The assumption made, which is not at all exact, is that the velocity component of the onrushing air which is perpendicular to the surface of the spoiler is reduced to zero while the parallell component remains untouched. This is far from correct, so you have to remember we are talking about a ballpark figure.
If the velocity is V and the angle of the spoiler is a (measured from the velocity of the aircraft, the perpendicular velocity will be V*sin(a).
The dynamic pressure q = 1/2*rho*(V*sin(a))^2
The force on the spoiler, perpendicular to the surface: F = q*A
The retarding component of the force: Fr = F*sin(a)
I reiterate that this is far from scientific but will give you an idea about the magnitude of the forces involved.
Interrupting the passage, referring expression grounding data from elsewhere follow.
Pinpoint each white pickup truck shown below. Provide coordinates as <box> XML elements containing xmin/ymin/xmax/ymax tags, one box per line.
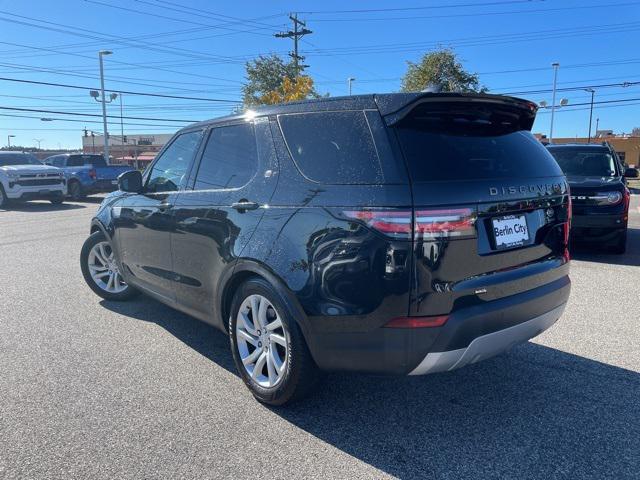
<box><xmin>0</xmin><ymin>151</ymin><xmax>67</xmax><ymax>207</ymax></box>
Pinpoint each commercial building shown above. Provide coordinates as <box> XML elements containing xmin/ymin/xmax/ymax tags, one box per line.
<box><xmin>81</xmin><ymin>133</ymin><xmax>173</xmax><ymax>167</ymax></box>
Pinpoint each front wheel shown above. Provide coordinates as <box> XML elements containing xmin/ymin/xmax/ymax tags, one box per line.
<box><xmin>50</xmin><ymin>197</ymin><xmax>64</xmax><ymax>205</ymax></box>
<box><xmin>80</xmin><ymin>231</ymin><xmax>139</xmax><ymax>301</ymax></box>
<box><xmin>229</xmin><ymin>278</ymin><xmax>319</xmax><ymax>405</ymax></box>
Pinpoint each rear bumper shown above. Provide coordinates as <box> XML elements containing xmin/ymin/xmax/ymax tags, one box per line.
<box><xmin>305</xmin><ymin>275</ymin><xmax>570</xmax><ymax>375</ymax></box>
<box><xmin>409</xmin><ymin>303</ymin><xmax>564</xmax><ymax>374</ymax></box>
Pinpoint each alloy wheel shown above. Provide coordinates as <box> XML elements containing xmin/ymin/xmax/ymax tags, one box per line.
<box><xmin>235</xmin><ymin>294</ymin><xmax>288</xmax><ymax>388</ymax></box>
<box><xmin>87</xmin><ymin>241</ymin><xmax>128</xmax><ymax>294</ymax></box>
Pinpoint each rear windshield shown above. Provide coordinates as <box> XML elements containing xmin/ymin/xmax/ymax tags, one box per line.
<box><xmin>0</xmin><ymin>153</ymin><xmax>42</xmax><ymax>166</ymax></box>
<box><xmin>547</xmin><ymin>147</ymin><xmax>618</xmax><ymax>177</ymax></box>
<box><xmin>394</xmin><ymin>103</ymin><xmax>562</xmax><ymax>182</ymax></box>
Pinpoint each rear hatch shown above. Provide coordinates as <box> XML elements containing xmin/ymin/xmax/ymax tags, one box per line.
<box><xmin>384</xmin><ymin>94</ymin><xmax>570</xmax><ymax>316</ymax></box>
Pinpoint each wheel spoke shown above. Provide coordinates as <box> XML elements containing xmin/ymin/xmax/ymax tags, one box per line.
<box><xmin>257</xmin><ymin>297</ymin><xmax>268</xmax><ymax>328</ymax></box>
<box><xmin>106</xmin><ymin>272</ymin><xmax>114</xmax><ymax>291</ymax></box>
<box><xmin>239</xmin><ymin>312</ymin><xmax>257</xmax><ymax>335</ymax></box>
<box><xmin>269</xmin><ymin>344</ymin><xmax>284</xmax><ymax>375</ymax></box>
<box><xmin>237</xmin><ymin>328</ymin><xmax>258</xmax><ymax>346</ymax></box>
<box><xmin>98</xmin><ymin>244</ymin><xmax>109</xmax><ymax>265</ymax></box>
<box><xmin>265</xmin><ymin>317</ymin><xmax>282</xmax><ymax>332</ymax></box>
<box><xmin>269</xmin><ymin>333</ymin><xmax>286</xmax><ymax>347</ymax></box>
<box><xmin>93</xmin><ymin>271</ymin><xmax>110</xmax><ymax>279</ymax></box>
<box><xmin>242</xmin><ymin>347</ymin><xmax>262</xmax><ymax>366</ymax></box>
<box><xmin>252</xmin><ymin>352</ymin><xmax>267</xmax><ymax>380</ymax></box>
<box><xmin>250</xmin><ymin>296</ymin><xmax>261</xmax><ymax>328</ymax></box>
<box><xmin>266</xmin><ymin>349</ymin><xmax>276</xmax><ymax>385</ymax></box>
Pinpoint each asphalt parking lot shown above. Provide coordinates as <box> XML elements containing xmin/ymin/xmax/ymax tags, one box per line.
<box><xmin>1</xmin><ymin>195</ymin><xmax>639</xmax><ymax>480</ymax></box>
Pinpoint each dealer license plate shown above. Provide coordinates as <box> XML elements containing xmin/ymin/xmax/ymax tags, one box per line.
<box><xmin>491</xmin><ymin>214</ymin><xmax>529</xmax><ymax>249</ymax></box>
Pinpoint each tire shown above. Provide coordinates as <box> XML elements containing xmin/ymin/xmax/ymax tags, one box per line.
<box><xmin>80</xmin><ymin>231</ymin><xmax>139</xmax><ymax>301</ymax></box>
<box><xmin>612</xmin><ymin>230</ymin><xmax>627</xmax><ymax>254</ymax></box>
<box><xmin>229</xmin><ymin>278</ymin><xmax>320</xmax><ymax>406</ymax></box>
<box><xmin>50</xmin><ymin>197</ymin><xmax>64</xmax><ymax>205</ymax></box>
<box><xmin>0</xmin><ymin>185</ymin><xmax>7</xmax><ymax>208</ymax></box>
<box><xmin>68</xmin><ymin>180</ymin><xmax>84</xmax><ymax>201</ymax></box>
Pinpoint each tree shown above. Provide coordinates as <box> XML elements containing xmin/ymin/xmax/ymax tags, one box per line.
<box><xmin>401</xmin><ymin>48</ymin><xmax>485</xmax><ymax>93</ymax></box>
<box><xmin>632</xmin><ymin>127</ymin><xmax>640</xmax><ymax>137</ymax></box>
<box><xmin>242</xmin><ymin>54</ymin><xmax>318</xmax><ymax>106</ymax></box>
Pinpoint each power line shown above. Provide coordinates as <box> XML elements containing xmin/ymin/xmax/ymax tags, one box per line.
<box><xmin>0</xmin><ymin>106</ymin><xmax>202</xmax><ymax>123</ymax></box>
<box><xmin>0</xmin><ymin>112</ymin><xmax>186</xmax><ymax>128</ymax></box>
<box><xmin>0</xmin><ymin>76</ymin><xmax>239</xmax><ymax>103</ymax></box>
<box><xmin>300</xmin><ymin>0</ymin><xmax>545</xmax><ymax>14</ymax></box>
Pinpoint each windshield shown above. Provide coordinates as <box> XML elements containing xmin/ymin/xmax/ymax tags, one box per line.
<box><xmin>0</xmin><ymin>153</ymin><xmax>42</xmax><ymax>167</ymax></box>
<box><xmin>547</xmin><ymin>148</ymin><xmax>618</xmax><ymax>177</ymax></box>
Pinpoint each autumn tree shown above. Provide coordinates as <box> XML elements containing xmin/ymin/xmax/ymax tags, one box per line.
<box><xmin>242</xmin><ymin>54</ymin><xmax>318</xmax><ymax>106</ymax></box>
<box><xmin>401</xmin><ymin>48</ymin><xmax>485</xmax><ymax>93</ymax></box>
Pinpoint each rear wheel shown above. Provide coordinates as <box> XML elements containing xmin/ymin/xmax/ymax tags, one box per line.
<box><xmin>80</xmin><ymin>231</ymin><xmax>139</xmax><ymax>301</ymax></box>
<box><xmin>229</xmin><ymin>278</ymin><xmax>319</xmax><ymax>405</ymax></box>
<box><xmin>50</xmin><ymin>197</ymin><xmax>64</xmax><ymax>205</ymax></box>
<box><xmin>68</xmin><ymin>180</ymin><xmax>84</xmax><ymax>200</ymax></box>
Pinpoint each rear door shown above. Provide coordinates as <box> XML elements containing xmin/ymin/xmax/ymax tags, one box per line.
<box><xmin>389</xmin><ymin>97</ymin><xmax>570</xmax><ymax>316</ymax></box>
<box><xmin>170</xmin><ymin>119</ymin><xmax>277</xmax><ymax>323</ymax></box>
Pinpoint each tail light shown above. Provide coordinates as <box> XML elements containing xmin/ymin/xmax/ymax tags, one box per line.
<box><xmin>563</xmin><ymin>194</ymin><xmax>572</xmax><ymax>261</ymax></box>
<box><xmin>384</xmin><ymin>315</ymin><xmax>449</xmax><ymax>328</ymax></box>
<box><xmin>88</xmin><ymin>168</ymin><xmax>97</xmax><ymax>180</ymax></box>
<box><xmin>623</xmin><ymin>187</ymin><xmax>630</xmax><ymax>221</ymax></box>
<box><xmin>343</xmin><ymin>207</ymin><xmax>476</xmax><ymax>239</ymax></box>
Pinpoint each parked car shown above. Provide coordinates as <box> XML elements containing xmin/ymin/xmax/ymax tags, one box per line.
<box><xmin>44</xmin><ymin>153</ymin><xmax>133</xmax><ymax>200</ymax></box>
<box><xmin>80</xmin><ymin>93</ymin><xmax>571</xmax><ymax>405</ymax></box>
<box><xmin>546</xmin><ymin>143</ymin><xmax>638</xmax><ymax>254</ymax></box>
<box><xmin>0</xmin><ymin>151</ymin><xmax>66</xmax><ymax>207</ymax></box>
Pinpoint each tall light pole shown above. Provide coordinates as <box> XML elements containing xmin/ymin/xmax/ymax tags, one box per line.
<box><xmin>7</xmin><ymin>134</ymin><xmax>15</xmax><ymax>147</ymax></box>
<box><xmin>348</xmin><ymin>77</ymin><xmax>355</xmax><ymax>96</ymax></box>
<box><xmin>98</xmin><ymin>50</ymin><xmax>112</xmax><ymax>163</ymax></box>
<box><xmin>585</xmin><ymin>88</ymin><xmax>595</xmax><ymax>143</ymax></box>
<box><xmin>549</xmin><ymin>62</ymin><xmax>560</xmax><ymax>143</ymax></box>
<box><xmin>595</xmin><ymin>117</ymin><xmax>600</xmax><ymax>139</ymax></box>
<box><xmin>33</xmin><ymin>138</ymin><xmax>44</xmax><ymax>149</ymax></box>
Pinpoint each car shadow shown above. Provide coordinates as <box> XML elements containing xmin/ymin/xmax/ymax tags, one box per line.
<box><xmin>0</xmin><ymin>201</ymin><xmax>85</xmax><ymax>212</ymax></box>
<box><xmin>100</xmin><ymin>297</ymin><xmax>639</xmax><ymax>479</ymax></box>
<box><xmin>76</xmin><ymin>196</ymin><xmax>107</xmax><ymax>204</ymax></box>
<box><xmin>571</xmin><ymin>227</ymin><xmax>640</xmax><ymax>267</ymax></box>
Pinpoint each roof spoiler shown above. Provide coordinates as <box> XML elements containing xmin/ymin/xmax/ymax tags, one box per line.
<box><xmin>376</xmin><ymin>93</ymin><xmax>538</xmax><ymax>131</ymax></box>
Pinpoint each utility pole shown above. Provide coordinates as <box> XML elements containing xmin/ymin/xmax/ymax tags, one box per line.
<box><xmin>549</xmin><ymin>62</ymin><xmax>560</xmax><ymax>144</ymax></box>
<box><xmin>274</xmin><ymin>13</ymin><xmax>312</xmax><ymax>75</ymax></box>
<box><xmin>98</xmin><ymin>50</ymin><xmax>112</xmax><ymax>163</ymax></box>
<box><xmin>585</xmin><ymin>88</ymin><xmax>595</xmax><ymax>143</ymax></box>
<box><xmin>33</xmin><ymin>138</ymin><xmax>44</xmax><ymax>149</ymax></box>
<box><xmin>595</xmin><ymin>118</ymin><xmax>600</xmax><ymax>139</ymax></box>
<box><xmin>119</xmin><ymin>93</ymin><xmax>125</xmax><ymax>163</ymax></box>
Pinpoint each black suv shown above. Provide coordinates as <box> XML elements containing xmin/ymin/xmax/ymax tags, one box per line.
<box><xmin>546</xmin><ymin>143</ymin><xmax>638</xmax><ymax>253</ymax></box>
<box><xmin>81</xmin><ymin>93</ymin><xmax>571</xmax><ymax>405</ymax></box>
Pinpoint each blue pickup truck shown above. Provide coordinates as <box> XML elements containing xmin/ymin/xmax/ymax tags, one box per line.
<box><xmin>44</xmin><ymin>153</ymin><xmax>133</xmax><ymax>200</ymax></box>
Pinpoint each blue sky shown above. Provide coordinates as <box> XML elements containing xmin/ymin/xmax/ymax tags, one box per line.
<box><xmin>0</xmin><ymin>0</ymin><xmax>638</xmax><ymax>149</ymax></box>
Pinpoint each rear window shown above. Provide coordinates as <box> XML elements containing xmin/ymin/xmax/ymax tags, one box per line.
<box><xmin>547</xmin><ymin>147</ymin><xmax>618</xmax><ymax>177</ymax></box>
<box><xmin>278</xmin><ymin>111</ymin><xmax>384</xmax><ymax>184</ymax></box>
<box><xmin>394</xmin><ymin>103</ymin><xmax>562</xmax><ymax>182</ymax></box>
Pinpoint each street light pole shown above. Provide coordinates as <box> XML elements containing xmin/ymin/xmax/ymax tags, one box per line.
<box><xmin>549</xmin><ymin>62</ymin><xmax>560</xmax><ymax>143</ymax></box>
<box><xmin>348</xmin><ymin>77</ymin><xmax>355</xmax><ymax>96</ymax></box>
<box><xmin>585</xmin><ymin>88</ymin><xmax>595</xmax><ymax>143</ymax></box>
<box><xmin>98</xmin><ymin>50</ymin><xmax>112</xmax><ymax>164</ymax></box>
<box><xmin>7</xmin><ymin>134</ymin><xmax>15</xmax><ymax>147</ymax></box>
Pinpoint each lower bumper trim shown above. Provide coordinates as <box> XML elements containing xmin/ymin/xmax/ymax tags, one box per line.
<box><xmin>408</xmin><ymin>303</ymin><xmax>566</xmax><ymax>375</ymax></box>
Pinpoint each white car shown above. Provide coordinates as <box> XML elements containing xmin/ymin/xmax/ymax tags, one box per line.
<box><xmin>0</xmin><ymin>151</ymin><xmax>67</xmax><ymax>207</ymax></box>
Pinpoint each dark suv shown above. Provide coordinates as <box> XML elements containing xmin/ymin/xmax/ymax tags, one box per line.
<box><xmin>81</xmin><ymin>93</ymin><xmax>571</xmax><ymax>405</ymax></box>
<box><xmin>546</xmin><ymin>143</ymin><xmax>638</xmax><ymax>253</ymax></box>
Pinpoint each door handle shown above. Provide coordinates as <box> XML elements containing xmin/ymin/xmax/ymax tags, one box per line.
<box><xmin>231</xmin><ymin>200</ymin><xmax>260</xmax><ymax>211</ymax></box>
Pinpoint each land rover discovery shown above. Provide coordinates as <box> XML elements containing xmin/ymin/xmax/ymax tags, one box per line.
<box><xmin>81</xmin><ymin>93</ymin><xmax>571</xmax><ymax>405</ymax></box>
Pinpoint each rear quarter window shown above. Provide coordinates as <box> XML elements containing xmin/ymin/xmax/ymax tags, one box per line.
<box><xmin>278</xmin><ymin>111</ymin><xmax>386</xmax><ymax>185</ymax></box>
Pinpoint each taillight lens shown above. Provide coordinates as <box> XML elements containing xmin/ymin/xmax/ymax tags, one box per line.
<box><xmin>384</xmin><ymin>315</ymin><xmax>449</xmax><ymax>328</ymax></box>
<box><xmin>89</xmin><ymin>168</ymin><xmax>97</xmax><ymax>180</ymax></box>
<box><xmin>343</xmin><ymin>207</ymin><xmax>476</xmax><ymax>239</ymax></box>
<box><xmin>415</xmin><ymin>208</ymin><xmax>476</xmax><ymax>238</ymax></box>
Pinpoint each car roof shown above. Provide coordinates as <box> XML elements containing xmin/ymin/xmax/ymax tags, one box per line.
<box><xmin>0</xmin><ymin>150</ymin><xmax>30</xmax><ymax>155</ymax></box>
<box><xmin>178</xmin><ymin>92</ymin><xmax>535</xmax><ymax>132</ymax></box>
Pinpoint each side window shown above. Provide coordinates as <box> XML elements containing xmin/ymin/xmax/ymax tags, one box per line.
<box><xmin>146</xmin><ymin>131</ymin><xmax>203</xmax><ymax>193</ymax></box>
<box><xmin>67</xmin><ymin>156</ymin><xmax>84</xmax><ymax>167</ymax></box>
<box><xmin>278</xmin><ymin>111</ymin><xmax>384</xmax><ymax>185</ymax></box>
<box><xmin>85</xmin><ymin>155</ymin><xmax>106</xmax><ymax>167</ymax></box>
<box><xmin>194</xmin><ymin>123</ymin><xmax>258</xmax><ymax>190</ymax></box>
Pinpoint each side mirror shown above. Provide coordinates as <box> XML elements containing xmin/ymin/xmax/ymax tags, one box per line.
<box><xmin>118</xmin><ymin>170</ymin><xmax>143</xmax><ymax>193</ymax></box>
<box><xmin>624</xmin><ymin>167</ymin><xmax>639</xmax><ymax>178</ymax></box>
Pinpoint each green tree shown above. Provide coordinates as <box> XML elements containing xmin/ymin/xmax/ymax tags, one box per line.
<box><xmin>401</xmin><ymin>48</ymin><xmax>485</xmax><ymax>93</ymax></box>
<box><xmin>242</xmin><ymin>54</ymin><xmax>318</xmax><ymax>106</ymax></box>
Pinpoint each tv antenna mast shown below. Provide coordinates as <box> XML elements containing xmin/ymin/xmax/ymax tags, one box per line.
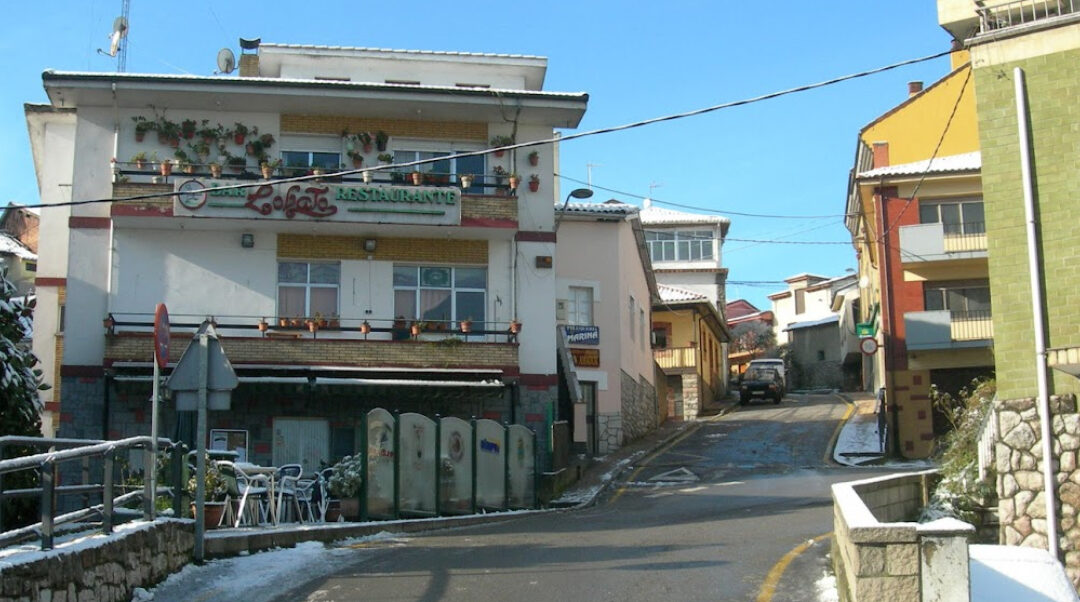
<box><xmin>97</xmin><ymin>0</ymin><xmax>131</xmax><ymax>72</ymax></box>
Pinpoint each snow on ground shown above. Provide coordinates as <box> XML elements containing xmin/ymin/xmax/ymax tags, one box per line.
<box><xmin>132</xmin><ymin>532</ymin><xmax>406</xmax><ymax>602</ymax></box>
<box><xmin>815</xmin><ymin>570</ymin><xmax>839</xmax><ymax>602</ymax></box>
<box><xmin>969</xmin><ymin>544</ymin><xmax>1080</xmax><ymax>602</ymax></box>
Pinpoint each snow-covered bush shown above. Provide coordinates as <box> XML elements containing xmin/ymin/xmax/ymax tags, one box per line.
<box><xmin>327</xmin><ymin>454</ymin><xmax>364</xmax><ymax>498</ymax></box>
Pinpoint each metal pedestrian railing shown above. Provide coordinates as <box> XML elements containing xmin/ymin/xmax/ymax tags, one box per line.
<box><xmin>0</xmin><ymin>436</ymin><xmax>183</xmax><ymax>550</ymax></box>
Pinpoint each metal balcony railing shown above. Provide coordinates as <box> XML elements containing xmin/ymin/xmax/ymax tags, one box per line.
<box><xmin>112</xmin><ymin>162</ymin><xmax>517</xmax><ymax>196</ymax></box>
<box><xmin>978</xmin><ymin>0</ymin><xmax>1078</xmax><ymax>33</ymax></box>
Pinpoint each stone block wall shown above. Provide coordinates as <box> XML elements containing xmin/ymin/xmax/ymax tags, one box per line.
<box><xmin>680</xmin><ymin>374</ymin><xmax>700</xmax><ymax>420</ymax></box>
<box><xmin>993</xmin><ymin>394</ymin><xmax>1080</xmax><ymax>588</ymax></box>
<box><xmin>620</xmin><ymin>371</ymin><xmax>658</xmax><ymax>444</ymax></box>
<box><xmin>0</xmin><ymin>520</ymin><xmax>193</xmax><ymax>601</ymax></box>
<box><xmin>832</xmin><ymin>470</ymin><xmax>972</xmax><ymax>602</ymax></box>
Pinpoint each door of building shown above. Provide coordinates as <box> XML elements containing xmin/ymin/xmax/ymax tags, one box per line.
<box><xmin>272</xmin><ymin>418</ymin><xmax>330</xmax><ymax>474</ymax></box>
<box><xmin>580</xmin><ymin>382</ymin><xmax>598</xmax><ymax>456</ymax></box>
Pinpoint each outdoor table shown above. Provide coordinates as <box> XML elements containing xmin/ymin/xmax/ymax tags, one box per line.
<box><xmin>235</xmin><ymin>462</ymin><xmax>279</xmax><ymax>526</ymax></box>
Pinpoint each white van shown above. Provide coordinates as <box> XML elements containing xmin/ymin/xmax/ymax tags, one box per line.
<box><xmin>746</xmin><ymin>359</ymin><xmax>786</xmax><ymax>393</ymax></box>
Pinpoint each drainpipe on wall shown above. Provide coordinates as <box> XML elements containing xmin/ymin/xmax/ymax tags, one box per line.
<box><xmin>1015</xmin><ymin>66</ymin><xmax>1059</xmax><ymax>560</ymax></box>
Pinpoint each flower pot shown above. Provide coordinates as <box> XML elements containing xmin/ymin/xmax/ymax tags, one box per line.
<box><xmin>339</xmin><ymin>497</ymin><xmax>360</xmax><ymax>521</ymax></box>
<box><xmin>352</xmin><ymin>157</ymin><xmax>363</xmax><ymax>168</ymax></box>
<box><xmin>410</xmin><ymin>172</ymin><xmax>423</xmax><ymax>186</ymax></box>
<box><xmin>362</xmin><ymin>171</ymin><xmax>373</xmax><ymax>184</ymax></box>
<box><xmin>184</xmin><ymin>165</ymin><xmax>196</xmax><ymax>174</ymax></box>
<box><xmin>159</xmin><ymin>162</ymin><xmax>173</xmax><ymax>177</ymax></box>
<box><xmin>135</xmin><ymin>160</ymin><xmax>147</xmax><ymax>170</ymax></box>
<box><xmin>234</xmin><ymin>133</ymin><xmax>245</xmax><ymax>145</ymax></box>
<box><xmin>258</xmin><ymin>320</ymin><xmax>269</xmax><ymax>333</ymax></box>
<box><xmin>494</xmin><ymin>150</ymin><xmax>505</xmax><ymax>157</ymax></box>
<box><xmin>192</xmin><ymin>501</ymin><xmax>227</xmax><ymax>529</ymax></box>
<box><xmin>459</xmin><ymin>175</ymin><xmax>473</xmax><ymax>189</ymax></box>
<box><xmin>360</xmin><ymin>322</ymin><xmax>371</xmax><ymax>335</ymax></box>
<box><xmin>279</xmin><ymin>317</ymin><xmax>289</xmax><ymax>328</ymax></box>
<box><xmin>508</xmin><ymin>176</ymin><xmax>520</xmax><ymax>190</ymax></box>
<box><xmin>308</xmin><ymin>321</ymin><xmax>319</xmax><ymax>333</ymax></box>
<box><xmin>324</xmin><ymin>501</ymin><xmax>342</xmax><ymax>523</ymax></box>
<box><xmin>210</xmin><ymin>165</ymin><xmax>223</xmax><ymax>178</ymax></box>
<box><xmin>529</xmin><ymin>153</ymin><xmax>539</xmax><ymax>166</ymax></box>
<box><xmin>509</xmin><ymin>320</ymin><xmax>521</xmax><ymax>334</ymax></box>
<box><xmin>261</xmin><ymin>167</ymin><xmax>273</xmax><ymax>179</ymax></box>
<box><xmin>528</xmin><ymin>180</ymin><xmax>540</xmax><ymax>193</ymax></box>
<box><xmin>363</xmin><ymin>143</ymin><xmax>373</xmax><ymax>154</ymax></box>
<box><xmin>410</xmin><ymin>324</ymin><xmax>422</xmax><ymax>337</ymax></box>
<box><xmin>135</xmin><ymin>131</ymin><xmax>145</xmax><ymax>142</ymax></box>
<box><xmin>460</xmin><ymin>321</ymin><xmax>472</xmax><ymax>334</ymax></box>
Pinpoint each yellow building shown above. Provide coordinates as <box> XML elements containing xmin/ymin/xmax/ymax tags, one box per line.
<box><xmin>652</xmin><ymin>284</ymin><xmax>729</xmax><ymax>420</ymax></box>
<box><xmin>844</xmin><ymin>53</ymin><xmax>986</xmax><ymax>458</ymax></box>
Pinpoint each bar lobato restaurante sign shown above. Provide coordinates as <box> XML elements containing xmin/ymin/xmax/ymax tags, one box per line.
<box><xmin>174</xmin><ymin>179</ymin><xmax>461</xmax><ymax>226</ymax></box>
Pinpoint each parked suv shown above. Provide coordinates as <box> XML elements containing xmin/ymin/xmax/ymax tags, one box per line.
<box><xmin>738</xmin><ymin>367</ymin><xmax>783</xmax><ymax>405</ymax></box>
<box><xmin>747</xmin><ymin>359</ymin><xmax>786</xmax><ymax>395</ymax></box>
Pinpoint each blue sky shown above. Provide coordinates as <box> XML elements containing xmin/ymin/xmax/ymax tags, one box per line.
<box><xmin>0</xmin><ymin>1</ymin><xmax>954</xmax><ymax>309</ymax></box>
Assuming M.85@FL330 ISA, V will be roughly 250 m/s and rho 0.4 kg/m^3. Assume a to be 70 degrees.
q = 11e3 N/m^2.
With a weight of, say, 100 metric tons, this means you get
100/11*sin(70) m/s of deceleration per square meter of spoiler, a little less than 1G.
Hint: Look into the change of momentum of the air deflected. That would probably be a more correct approach!
P.S. Way too late to be doing calculus... so be kind if I messed something up.
I thought I was doing good trying to avoid those airport hotels... and look at me now.